Governments targeting iPhones: Government hackers last year exploited three unknown vulnerabilities in Apple’s iPhone operating system to target victims with spyware developed by a European startup, according to Google.

Meta severs Group access: Meta recently announced it'll soon be shutting down its Facebook Groups API. It's throwing some businesses and social media marketers into disarray, Sarah writes.

A WeWork comeback: Adam Neumann, who co-founded flexible workspace provider WeWork in 2010 and notoriously stepped down nine years later, is attempting to buy the company out of bankruptcy, according to reports.

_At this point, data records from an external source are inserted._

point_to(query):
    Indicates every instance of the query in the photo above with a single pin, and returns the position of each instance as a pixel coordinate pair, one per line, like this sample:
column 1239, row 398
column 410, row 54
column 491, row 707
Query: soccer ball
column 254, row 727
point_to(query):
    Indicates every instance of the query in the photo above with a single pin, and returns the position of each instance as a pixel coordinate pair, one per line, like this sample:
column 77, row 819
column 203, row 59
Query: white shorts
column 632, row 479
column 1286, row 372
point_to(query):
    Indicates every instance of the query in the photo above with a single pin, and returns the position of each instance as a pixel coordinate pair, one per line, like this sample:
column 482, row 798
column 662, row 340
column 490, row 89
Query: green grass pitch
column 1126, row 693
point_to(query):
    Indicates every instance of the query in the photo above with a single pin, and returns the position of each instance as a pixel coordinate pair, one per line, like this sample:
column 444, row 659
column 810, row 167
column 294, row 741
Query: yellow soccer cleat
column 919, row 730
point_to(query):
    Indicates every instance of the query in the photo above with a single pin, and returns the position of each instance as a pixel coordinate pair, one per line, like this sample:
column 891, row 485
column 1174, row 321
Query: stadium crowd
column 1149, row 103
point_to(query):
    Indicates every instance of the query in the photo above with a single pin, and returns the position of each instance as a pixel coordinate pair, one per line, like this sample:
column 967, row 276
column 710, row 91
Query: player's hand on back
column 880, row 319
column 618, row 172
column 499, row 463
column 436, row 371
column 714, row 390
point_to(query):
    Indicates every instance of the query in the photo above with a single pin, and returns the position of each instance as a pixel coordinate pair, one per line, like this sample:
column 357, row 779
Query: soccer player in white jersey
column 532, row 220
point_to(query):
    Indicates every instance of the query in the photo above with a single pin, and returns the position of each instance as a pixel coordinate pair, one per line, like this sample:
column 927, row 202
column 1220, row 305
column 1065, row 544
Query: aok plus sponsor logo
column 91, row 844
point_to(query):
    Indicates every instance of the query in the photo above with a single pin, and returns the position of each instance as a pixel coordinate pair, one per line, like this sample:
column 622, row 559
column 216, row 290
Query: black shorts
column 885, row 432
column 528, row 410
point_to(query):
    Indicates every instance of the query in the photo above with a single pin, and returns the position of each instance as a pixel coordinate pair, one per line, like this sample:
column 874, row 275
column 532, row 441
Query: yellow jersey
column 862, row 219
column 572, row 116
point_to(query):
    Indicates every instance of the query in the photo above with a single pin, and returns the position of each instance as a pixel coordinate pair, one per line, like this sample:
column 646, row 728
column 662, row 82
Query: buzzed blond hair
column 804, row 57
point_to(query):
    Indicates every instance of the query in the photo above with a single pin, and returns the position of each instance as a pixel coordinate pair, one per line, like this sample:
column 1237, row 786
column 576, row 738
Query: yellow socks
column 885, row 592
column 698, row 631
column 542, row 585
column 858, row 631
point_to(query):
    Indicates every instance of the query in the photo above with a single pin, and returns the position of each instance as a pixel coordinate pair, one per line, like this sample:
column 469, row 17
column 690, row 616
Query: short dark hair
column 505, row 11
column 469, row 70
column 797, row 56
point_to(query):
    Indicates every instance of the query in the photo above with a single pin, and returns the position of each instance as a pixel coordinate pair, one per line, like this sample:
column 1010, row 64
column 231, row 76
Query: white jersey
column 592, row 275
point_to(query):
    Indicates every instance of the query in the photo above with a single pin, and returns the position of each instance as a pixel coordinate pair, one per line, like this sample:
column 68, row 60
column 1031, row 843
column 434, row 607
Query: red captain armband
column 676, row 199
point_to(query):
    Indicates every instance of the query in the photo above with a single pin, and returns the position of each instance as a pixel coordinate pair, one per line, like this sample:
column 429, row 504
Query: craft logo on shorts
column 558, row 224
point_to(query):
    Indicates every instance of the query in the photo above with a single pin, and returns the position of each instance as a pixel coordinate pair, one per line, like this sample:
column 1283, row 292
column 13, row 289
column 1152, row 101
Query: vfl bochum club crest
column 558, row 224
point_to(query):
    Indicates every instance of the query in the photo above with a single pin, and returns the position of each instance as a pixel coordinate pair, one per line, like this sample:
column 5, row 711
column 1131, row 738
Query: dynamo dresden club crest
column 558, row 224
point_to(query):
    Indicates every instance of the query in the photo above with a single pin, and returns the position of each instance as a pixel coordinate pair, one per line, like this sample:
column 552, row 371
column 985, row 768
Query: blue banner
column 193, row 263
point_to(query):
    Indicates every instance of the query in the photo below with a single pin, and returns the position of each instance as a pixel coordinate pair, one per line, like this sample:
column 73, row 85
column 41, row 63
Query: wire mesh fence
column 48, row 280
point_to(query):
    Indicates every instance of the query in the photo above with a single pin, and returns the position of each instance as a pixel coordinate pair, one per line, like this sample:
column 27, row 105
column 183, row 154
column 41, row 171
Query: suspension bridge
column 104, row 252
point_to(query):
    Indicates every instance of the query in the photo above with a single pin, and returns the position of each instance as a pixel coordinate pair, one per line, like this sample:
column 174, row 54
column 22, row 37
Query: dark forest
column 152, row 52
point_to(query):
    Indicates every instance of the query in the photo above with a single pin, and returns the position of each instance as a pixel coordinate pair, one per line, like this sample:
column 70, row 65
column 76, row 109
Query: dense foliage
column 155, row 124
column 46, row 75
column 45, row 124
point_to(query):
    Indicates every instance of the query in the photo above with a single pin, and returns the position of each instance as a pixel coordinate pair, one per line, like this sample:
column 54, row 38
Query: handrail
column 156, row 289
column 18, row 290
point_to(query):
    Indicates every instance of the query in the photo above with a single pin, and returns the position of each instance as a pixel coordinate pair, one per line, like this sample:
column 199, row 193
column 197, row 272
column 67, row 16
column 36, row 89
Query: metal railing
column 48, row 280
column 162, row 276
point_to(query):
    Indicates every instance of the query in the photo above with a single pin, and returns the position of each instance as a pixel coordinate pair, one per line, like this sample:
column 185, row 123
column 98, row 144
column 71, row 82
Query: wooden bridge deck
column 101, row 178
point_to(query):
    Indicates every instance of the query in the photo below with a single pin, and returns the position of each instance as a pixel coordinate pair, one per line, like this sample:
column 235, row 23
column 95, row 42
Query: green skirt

Chinese hackers lurking inside: China-backed hackers have maintained access to American critical infrastructure for "at least five years" with the long-term goal of launching "destructive" cyberattacks, a coalition of U.S. intelligence agencies warned on Wednesday.

Analysis

Apple Vision Pro review: In his review of the Vision Pro, Brian writes that the $3,500 headset is very much still a work in progress -- offering glimpses of a future that'll live or die by developers.

Joe Rogan, liberated: Amanda writes why it's good for Spotify that Joe Rogan’s podcast is no longer exclusive.

Podcasts

On Equity, the crew took a deep look at a number of startup fundraisings, including new capital for vertical software-as-a-service, fintech and edtech; how quickly SUMA Wealth is growing; and why Bluesky is flying high.

Meanwhile, Found featured Beatrice Dixon, the co-founder of plant-based vaginal wellness brand The Honey Pot.

And on Chain Reaction, Jacquelyn interviewed Devin Finzer, the CEO of NFT marketplace OpenSea. He co-founded OpenSea in 2017, and it quickly became one of the best-known -- and well-funded -- NFT marketplaces.

TechCrunch+

AI, ol' reliable: Alex writes that it appears the market is willing to accept that software imbued with new AI capabilities will cost more -- so software companies of all sizes will have something new to upsell existing customers and potentially land new accounts.

Fast fashion breakup: Fast fashion is an industry ensnared in labor issues and copyright problems, and it has an immense environmental impact due to its wastewater and carbon emissions -- which is why VCs need to reconsider it, Rebecca writes.

Bonus round

A sidewalk robot success story: Sidewalk delivery robot services appear to be stalling left and right. But a pioneer in the concept, Starship Technologies, says it's profitable and has now raised a round of funding to scale up to meet market demand.